The relatives of the murdered woman, who were expected yesterday, have not yet arrived. The funeral has been again postponed, and may not take place until Monday. Yesterday afternoon the remains were removed from the temporary coffin in which they have been lying at the Shoreditch Mortuary, and placed in a coffin of French polished elm and oak, with brass handles, in which they will be interred. Mr. McCarthy, the landlord of the deceased, offered to defray part of the cost of the funeral, but his offer was declined, sufficient funds for the purpose having already been subscribed.

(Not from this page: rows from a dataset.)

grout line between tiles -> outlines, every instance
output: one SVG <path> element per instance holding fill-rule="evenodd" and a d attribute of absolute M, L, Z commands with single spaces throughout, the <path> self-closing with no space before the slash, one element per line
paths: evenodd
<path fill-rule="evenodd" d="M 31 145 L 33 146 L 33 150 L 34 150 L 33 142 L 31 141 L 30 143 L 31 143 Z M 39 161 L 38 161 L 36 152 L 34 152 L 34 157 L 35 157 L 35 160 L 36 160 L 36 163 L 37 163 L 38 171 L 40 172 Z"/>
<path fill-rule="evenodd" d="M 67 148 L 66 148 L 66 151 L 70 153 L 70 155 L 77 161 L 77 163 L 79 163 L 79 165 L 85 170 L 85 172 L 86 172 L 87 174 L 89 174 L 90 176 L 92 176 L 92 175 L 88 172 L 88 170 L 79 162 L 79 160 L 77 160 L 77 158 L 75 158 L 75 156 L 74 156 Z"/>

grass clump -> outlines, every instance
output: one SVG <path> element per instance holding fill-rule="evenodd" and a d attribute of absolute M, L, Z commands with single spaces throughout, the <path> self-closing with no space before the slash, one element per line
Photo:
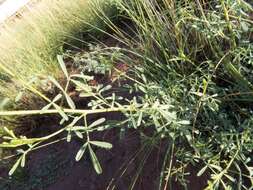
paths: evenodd
<path fill-rule="evenodd" d="M 109 1 L 101 2 L 103 8 Z M 43 75 L 51 73 L 59 77 L 56 55 L 64 46 L 76 45 L 87 23 L 99 25 L 99 20 L 89 10 L 89 1 L 39 1 L 18 13 L 1 26 L 0 30 L 0 93 L 15 100 L 25 84 L 40 81 L 47 83 Z M 43 83 L 44 81 L 44 83 Z M 38 86 L 38 85 L 37 85 Z"/>
<path fill-rule="evenodd" d="M 112 145 L 91 139 L 91 134 L 127 124 L 152 139 L 152 145 L 160 140 L 168 145 L 157 188 L 173 189 L 176 180 L 190 189 L 189 167 L 197 170 L 197 176 L 207 176 L 206 189 L 252 188 L 252 5 L 243 0 L 115 3 L 121 18 L 130 24 L 119 28 L 95 4 L 93 12 L 114 34 L 94 28 L 122 47 L 102 45 L 82 56 L 67 54 L 79 72 L 69 73 L 64 60 L 60 61 L 66 85 L 49 77 L 59 90 L 49 104 L 42 110 L 0 112 L 5 116 L 58 113 L 61 124 L 65 123 L 42 138 L 17 137 L 5 129 L 9 141 L 2 147 L 28 145 L 11 173 L 24 166 L 22 160 L 30 151 L 64 133 L 67 141 L 74 136 L 82 139 L 76 160 L 88 152 L 100 174 L 93 147 L 111 149 Z M 126 33 L 126 28 L 134 35 Z M 128 69 L 119 70 L 118 63 L 127 64 Z M 112 83 L 91 85 L 97 74 L 113 72 L 117 77 Z M 115 81 L 119 82 L 116 86 Z M 76 109 L 68 93 L 71 85 L 80 98 L 88 98 L 84 109 Z M 127 95 L 120 95 L 121 91 Z M 105 125 L 105 118 L 87 119 L 109 112 L 122 112 L 125 119 L 113 126 Z M 151 135 L 144 132 L 147 128 L 152 129 Z"/>

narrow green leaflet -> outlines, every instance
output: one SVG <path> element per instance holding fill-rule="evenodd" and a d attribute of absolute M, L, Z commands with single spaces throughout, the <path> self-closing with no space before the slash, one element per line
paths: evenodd
<path fill-rule="evenodd" d="M 73 102 L 73 100 L 70 98 L 70 96 L 67 93 L 64 93 L 64 95 L 65 95 L 65 98 L 68 102 L 69 107 L 72 108 L 72 109 L 76 109 L 76 105 Z"/>
<path fill-rule="evenodd" d="M 61 69 L 62 69 L 64 75 L 68 78 L 69 75 L 68 75 L 68 71 L 67 71 L 66 65 L 64 63 L 64 60 L 63 60 L 63 56 L 62 55 L 57 55 L 57 60 L 58 60 L 58 63 L 60 64 L 60 66 L 61 66 Z"/>
<path fill-rule="evenodd" d="M 61 91 L 64 92 L 64 89 L 62 88 L 62 86 L 60 85 L 60 83 L 58 83 L 58 81 L 57 81 L 55 78 L 49 76 L 48 79 L 49 79 L 57 88 L 59 88 Z"/>
<path fill-rule="evenodd" d="M 3 142 L 0 144 L 0 148 L 16 148 L 23 145 L 33 144 L 40 141 L 40 138 L 33 139 L 12 139 L 10 142 Z"/>
<path fill-rule="evenodd" d="M 15 98 L 15 102 L 19 102 L 20 100 L 21 100 L 21 98 L 23 97 L 23 92 L 21 91 L 21 92 L 19 92 L 18 93 L 18 95 L 16 96 L 16 98 Z"/>
<path fill-rule="evenodd" d="M 53 106 L 58 111 L 58 113 L 62 116 L 62 118 L 64 118 L 65 121 L 69 120 L 69 117 L 66 115 L 66 113 L 62 110 L 62 108 L 60 106 L 58 106 L 56 104 L 53 104 Z"/>
<path fill-rule="evenodd" d="M 87 84 L 84 84 L 80 81 L 77 81 L 77 80 L 71 80 L 78 88 L 80 88 L 81 90 L 84 90 L 85 92 L 92 92 L 92 88 L 87 85 Z"/>
<path fill-rule="evenodd" d="M 12 130 L 8 129 L 7 127 L 4 127 L 3 129 L 4 129 L 4 132 L 6 132 L 10 137 L 17 138 Z"/>
<path fill-rule="evenodd" d="M 97 172 L 97 174 L 101 174 L 102 173 L 102 168 L 101 168 L 101 165 L 98 161 L 98 158 L 97 158 L 95 152 L 92 150 L 91 146 L 88 145 L 88 147 L 89 147 L 90 157 L 91 157 L 91 160 L 92 160 L 93 167 L 94 167 L 95 171 Z"/>
<path fill-rule="evenodd" d="M 141 126 L 142 116 L 143 116 L 143 112 L 141 112 L 140 115 L 139 115 L 139 117 L 138 117 L 137 127 L 140 127 L 140 126 Z"/>
<path fill-rule="evenodd" d="M 21 164 L 20 164 L 20 166 L 21 166 L 22 168 L 25 167 L 25 159 L 26 159 L 26 154 L 23 154 L 23 155 L 21 156 Z"/>
<path fill-rule="evenodd" d="M 9 171 L 9 176 L 11 176 L 11 175 L 16 171 L 16 169 L 18 168 L 18 166 L 19 166 L 19 164 L 20 164 L 20 162 L 21 162 L 21 159 L 22 159 L 22 157 L 20 157 L 20 158 L 16 161 L 16 163 L 12 166 L 11 170 Z"/>
<path fill-rule="evenodd" d="M 98 125 L 104 123 L 105 121 L 106 121 L 105 118 L 100 118 L 100 119 L 94 121 L 92 124 L 90 124 L 90 125 L 89 125 L 89 128 L 96 127 L 96 126 L 98 126 Z"/>
<path fill-rule="evenodd" d="M 91 144 L 98 146 L 100 148 L 105 148 L 105 149 L 111 149 L 112 144 L 108 142 L 103 142 L 103 141 L 90 141 Z"/>
<path fill-rule="evenodd" d="M 77 152 L 77 154 L 76 154 L 76 161 L 77 161 L 77 162 L 80 161 L 81 158 L 83 157 L 83 154 L 85 153 L 85 150 L 86 150 L 86 148 L 87 148 L 87 145 L 88 145 L 88 143 L 86 142 L 86 143 L 79 149 L 79 151 Z"/>

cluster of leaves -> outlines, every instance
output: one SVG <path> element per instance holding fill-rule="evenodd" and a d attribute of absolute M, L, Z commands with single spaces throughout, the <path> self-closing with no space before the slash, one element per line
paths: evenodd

The correspondent of the Independace Belge at Berne sends the following remarkable communication: "A curious coincidence taken in connection with the London murders is now the topic of conversation at Lucerne. A possible author for the Whitechapel horrors has been discovered. It appears that some 16 years ago the population of Paris was greatly excited by the murderous exploits of a mysterious assassin who chose his victims amongst the class of demi-mondaines. He was finally discovered, and turned out to be a certain Nicolas Wassili, of Russian origin, who was born at Uraspol in 1847. He had received an excellent education at the University of Odessa. The murderer was examined by a council of physicians, who declared him insane. He had committed his horrible crimes under the influence of religious fanaticism. Wassili was consequently placed in an insane asylum, from which he received his discharge only last January. The question is whether this religious maniac has gone to London and recommenced his curious method of saving souls."
There is, it stated, no fresh intelligence upon which the police can work; while among the numerous written suggestions that the police authorities have recently received is one that the assassin has at one time been connected with the "social purity craze," and possibly is suffering from a peculiar and acute form of mania in consequence.
There is nobody now under detention on suspicion of being connected with the East end murders, the man who was detained last night having been released at about two o'clock this morning. The police authorities, though bound to investigate the story of the fruiterer Matthew Packer, attach no importance whatever to his statement. The police had ample opportunity before this of testing the value of Packer's assertions, with the result that they have been put to great trouble without any tangible result.
The Government are said to be quite resolved to select some one other than a soldier for the post of Chief Commissioner of Police, and one who has had experience to guide him in the discharge of the very onerous duties that devolve on the head of the Metropolitan Force. As already intimated, Sir Charles Warren's successor will not be actually chosen for several days to come. Meanwhile, Mr. Malcolm Wood, Chief Constable of Manchester, is still in town, and his name is prominently forward in the list of candidates.